Léon, who uses the name Yehudah in Hebrew, was born on February 1, 1937, in Brussels to Ruchla (b. 1911) and Nisan Avraham Sad (b. 1908). His parents had been married in Kalisz, Poland, and moved to Belgium in the late ’20s or early ’30s. His mother was deported to Auschwitz on Transport 15 from Malines and perished. His father was in forced labor camps in France during the war and survived.
Léon was placed in hiding by his paternal grandmother or an aunt at the request of his mother who he thinks realized what would happen to the Jews in Belgium. He lost a younger brother to hunger but does not know the details. Léon lived with a caring Christian family in a small village in Belgium where another boy by the name of Simon was hidden. He does not know his last name and would very much like to locate him. As far as he knows, the family was paid for hiding him. He does not know the name of the family so he did not keep in touch with them and regrets that very much.
After the war his father came to get him, but at the advice of his grandmother, they were reunited gradually so as not to upset Léon, who was used to living with the Christian family. His grandmother and aunt survived the war in Brussels (the grandmother in an old age home). Léon’s aunt, Nadya Sad, took care of him like a mother and visited him at least once every year after he moved to Israel.

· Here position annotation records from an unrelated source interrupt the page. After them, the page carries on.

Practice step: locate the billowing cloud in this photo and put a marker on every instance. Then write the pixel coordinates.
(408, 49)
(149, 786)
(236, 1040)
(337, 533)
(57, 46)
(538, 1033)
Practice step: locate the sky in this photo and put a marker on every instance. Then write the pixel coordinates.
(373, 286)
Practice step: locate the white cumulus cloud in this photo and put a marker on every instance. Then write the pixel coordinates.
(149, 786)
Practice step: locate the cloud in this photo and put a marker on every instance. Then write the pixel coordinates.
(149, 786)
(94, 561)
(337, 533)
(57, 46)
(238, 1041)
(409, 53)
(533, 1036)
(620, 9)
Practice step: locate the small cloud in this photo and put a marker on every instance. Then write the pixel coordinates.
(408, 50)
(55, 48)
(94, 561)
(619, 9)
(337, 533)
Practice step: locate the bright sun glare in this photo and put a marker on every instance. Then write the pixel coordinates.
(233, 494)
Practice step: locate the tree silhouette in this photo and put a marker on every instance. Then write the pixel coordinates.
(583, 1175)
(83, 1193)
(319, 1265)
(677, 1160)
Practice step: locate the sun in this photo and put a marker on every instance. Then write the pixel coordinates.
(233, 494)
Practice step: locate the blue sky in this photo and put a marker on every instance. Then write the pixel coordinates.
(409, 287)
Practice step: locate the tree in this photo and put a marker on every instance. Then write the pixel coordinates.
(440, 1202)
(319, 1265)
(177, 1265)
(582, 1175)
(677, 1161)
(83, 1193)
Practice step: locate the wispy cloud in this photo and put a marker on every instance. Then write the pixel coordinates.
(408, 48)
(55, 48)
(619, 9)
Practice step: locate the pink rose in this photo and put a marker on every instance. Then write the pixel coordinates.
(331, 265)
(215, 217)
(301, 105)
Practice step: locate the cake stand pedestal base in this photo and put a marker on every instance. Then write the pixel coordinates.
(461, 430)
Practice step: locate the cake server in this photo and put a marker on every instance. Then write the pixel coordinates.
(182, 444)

Léon moved to Israel in 1949 with his father and stepmother and was placed in Kibbutz Ruhama in the Negev, where he has been living ever since. He married Tamar Nahid in 1960, and they have four children and 10 grandchildren. Only the youngest daughter, Yael, lives in the kibbutz with her family.
Léon knows very little about his roots, because his father returned to Belgium after living in Israel for seven years and seldom spoke to him about the past. He invites anyone who might know the family that hid him or who might have information about his father’s experiences during the war to contact the Museum.